The third note appeared early the following winter, lingering in the frost above the kitchen sink as she washed the dishes. The familiar words—“I like your shoes”—almost escaped her notice, since the sky behind them was the same marmoreal gray as the ice.
The fourth, fifth, sixth, and seventh notes arrived on a hot April afternoon within the span of a few minutes, fading away and then replacing one another with a bellows-like breathing rhythm: “I like your shoes,” “I like your shoes,” “I like your shoes,” “I like your shoes.” By then, she had moved to a third-floor walkup in a converted school building.
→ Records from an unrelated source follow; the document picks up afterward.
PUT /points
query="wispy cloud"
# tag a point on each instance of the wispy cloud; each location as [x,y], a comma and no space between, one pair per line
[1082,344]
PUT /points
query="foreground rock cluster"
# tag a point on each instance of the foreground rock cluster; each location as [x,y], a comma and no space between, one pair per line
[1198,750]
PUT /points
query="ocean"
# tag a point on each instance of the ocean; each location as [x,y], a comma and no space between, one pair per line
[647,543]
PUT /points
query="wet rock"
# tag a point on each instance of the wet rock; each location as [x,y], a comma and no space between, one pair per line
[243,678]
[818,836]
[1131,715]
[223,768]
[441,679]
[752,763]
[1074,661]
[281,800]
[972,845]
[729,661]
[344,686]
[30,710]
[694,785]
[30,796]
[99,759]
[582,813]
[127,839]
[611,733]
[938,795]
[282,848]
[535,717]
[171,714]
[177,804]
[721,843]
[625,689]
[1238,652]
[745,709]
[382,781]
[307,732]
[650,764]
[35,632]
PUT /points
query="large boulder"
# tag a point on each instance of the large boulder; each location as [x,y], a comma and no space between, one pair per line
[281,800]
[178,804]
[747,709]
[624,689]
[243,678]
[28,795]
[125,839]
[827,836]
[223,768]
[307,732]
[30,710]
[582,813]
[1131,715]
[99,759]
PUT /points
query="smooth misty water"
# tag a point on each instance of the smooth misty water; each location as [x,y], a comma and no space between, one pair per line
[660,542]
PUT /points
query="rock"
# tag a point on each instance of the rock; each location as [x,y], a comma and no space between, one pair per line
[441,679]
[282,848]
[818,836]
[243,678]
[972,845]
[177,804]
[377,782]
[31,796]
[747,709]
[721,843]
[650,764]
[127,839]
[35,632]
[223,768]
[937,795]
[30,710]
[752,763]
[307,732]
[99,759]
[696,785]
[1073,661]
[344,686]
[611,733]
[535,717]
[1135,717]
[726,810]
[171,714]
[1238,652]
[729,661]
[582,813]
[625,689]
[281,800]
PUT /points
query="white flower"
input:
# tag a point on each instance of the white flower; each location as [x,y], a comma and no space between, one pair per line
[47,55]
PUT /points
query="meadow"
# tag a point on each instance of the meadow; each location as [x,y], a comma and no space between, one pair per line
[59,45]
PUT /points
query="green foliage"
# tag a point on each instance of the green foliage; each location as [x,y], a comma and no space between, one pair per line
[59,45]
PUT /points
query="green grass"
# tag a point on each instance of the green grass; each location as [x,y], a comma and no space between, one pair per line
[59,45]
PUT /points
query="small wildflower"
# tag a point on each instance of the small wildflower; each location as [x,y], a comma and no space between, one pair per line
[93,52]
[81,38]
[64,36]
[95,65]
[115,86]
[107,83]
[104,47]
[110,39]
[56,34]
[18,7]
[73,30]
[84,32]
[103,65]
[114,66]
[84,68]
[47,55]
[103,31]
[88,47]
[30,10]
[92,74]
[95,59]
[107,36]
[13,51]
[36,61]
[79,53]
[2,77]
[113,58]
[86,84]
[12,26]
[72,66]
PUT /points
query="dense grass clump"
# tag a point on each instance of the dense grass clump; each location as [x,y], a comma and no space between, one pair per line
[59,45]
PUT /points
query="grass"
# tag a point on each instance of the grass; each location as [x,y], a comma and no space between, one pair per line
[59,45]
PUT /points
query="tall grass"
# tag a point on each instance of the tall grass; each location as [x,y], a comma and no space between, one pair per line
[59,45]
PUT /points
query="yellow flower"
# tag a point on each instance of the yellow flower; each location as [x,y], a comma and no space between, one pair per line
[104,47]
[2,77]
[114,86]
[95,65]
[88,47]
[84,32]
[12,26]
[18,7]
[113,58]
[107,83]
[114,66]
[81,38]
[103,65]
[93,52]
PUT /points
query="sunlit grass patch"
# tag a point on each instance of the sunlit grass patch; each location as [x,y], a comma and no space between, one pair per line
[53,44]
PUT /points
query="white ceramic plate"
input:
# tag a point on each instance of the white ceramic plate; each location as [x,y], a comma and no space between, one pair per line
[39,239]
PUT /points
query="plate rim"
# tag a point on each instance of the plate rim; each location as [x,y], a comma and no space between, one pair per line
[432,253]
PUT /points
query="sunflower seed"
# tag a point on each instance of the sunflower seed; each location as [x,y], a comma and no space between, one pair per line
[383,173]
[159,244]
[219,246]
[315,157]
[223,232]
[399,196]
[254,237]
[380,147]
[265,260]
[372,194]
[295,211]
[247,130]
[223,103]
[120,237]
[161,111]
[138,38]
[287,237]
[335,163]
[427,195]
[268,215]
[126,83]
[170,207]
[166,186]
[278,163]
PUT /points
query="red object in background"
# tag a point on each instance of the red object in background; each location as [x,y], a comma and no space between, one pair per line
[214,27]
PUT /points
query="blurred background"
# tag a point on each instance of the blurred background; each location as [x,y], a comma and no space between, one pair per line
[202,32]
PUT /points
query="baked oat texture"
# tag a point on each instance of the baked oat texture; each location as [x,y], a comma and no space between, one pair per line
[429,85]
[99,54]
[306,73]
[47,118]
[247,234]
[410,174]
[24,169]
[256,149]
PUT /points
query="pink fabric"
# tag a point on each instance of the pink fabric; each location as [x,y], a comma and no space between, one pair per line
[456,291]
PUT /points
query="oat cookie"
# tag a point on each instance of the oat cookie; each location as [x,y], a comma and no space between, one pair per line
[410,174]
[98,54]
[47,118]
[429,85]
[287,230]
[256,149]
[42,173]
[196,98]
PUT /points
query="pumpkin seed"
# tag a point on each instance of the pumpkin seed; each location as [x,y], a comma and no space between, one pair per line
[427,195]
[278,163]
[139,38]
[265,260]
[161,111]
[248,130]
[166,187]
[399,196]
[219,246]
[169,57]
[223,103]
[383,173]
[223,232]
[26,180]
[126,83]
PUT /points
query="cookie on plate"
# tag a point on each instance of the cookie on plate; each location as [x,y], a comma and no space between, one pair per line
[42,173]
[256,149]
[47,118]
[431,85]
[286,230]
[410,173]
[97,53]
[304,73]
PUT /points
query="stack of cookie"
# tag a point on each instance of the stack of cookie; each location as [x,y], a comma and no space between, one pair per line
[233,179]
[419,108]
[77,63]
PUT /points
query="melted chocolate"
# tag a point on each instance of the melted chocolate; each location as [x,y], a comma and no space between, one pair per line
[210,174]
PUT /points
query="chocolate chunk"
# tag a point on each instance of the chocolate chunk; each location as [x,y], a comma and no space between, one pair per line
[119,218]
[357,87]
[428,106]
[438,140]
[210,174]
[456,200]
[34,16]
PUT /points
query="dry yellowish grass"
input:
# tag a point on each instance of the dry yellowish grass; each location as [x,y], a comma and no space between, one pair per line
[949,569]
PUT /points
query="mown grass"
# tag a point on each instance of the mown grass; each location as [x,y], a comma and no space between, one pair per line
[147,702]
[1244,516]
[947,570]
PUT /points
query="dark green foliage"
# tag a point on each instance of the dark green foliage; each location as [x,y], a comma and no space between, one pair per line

Her new boyfriend, obliged by his commute to wake an hour earlier than she did, often left little goodbyes for her on the kitchen counter or on the dry-erase board, but his crabbed script was nothing like the declarations that had pursued her across the city, so fluidly, so puckishly made. She was certain they were not from him.
What she was starting to suspect was that the notes would accompany her for the rest of her life. That some god, ghost, or demon would go on, until the day she died, liking her shoes. And that even after eleven different houses and apartments, hundreds of guest rooms and hotel suites, seven boyfriends, two husbands, and several checkerboards’ worth of windows, she would never be sure whether the message was meant to be a compliment or an insult. The phrase reminded her of the roundabout observations of teen-age girls, the kind who put just enough sugar on their barbs to disguise them as flattery. Every time she went shoe shopping, she found herself asking the same question: But what do they really think?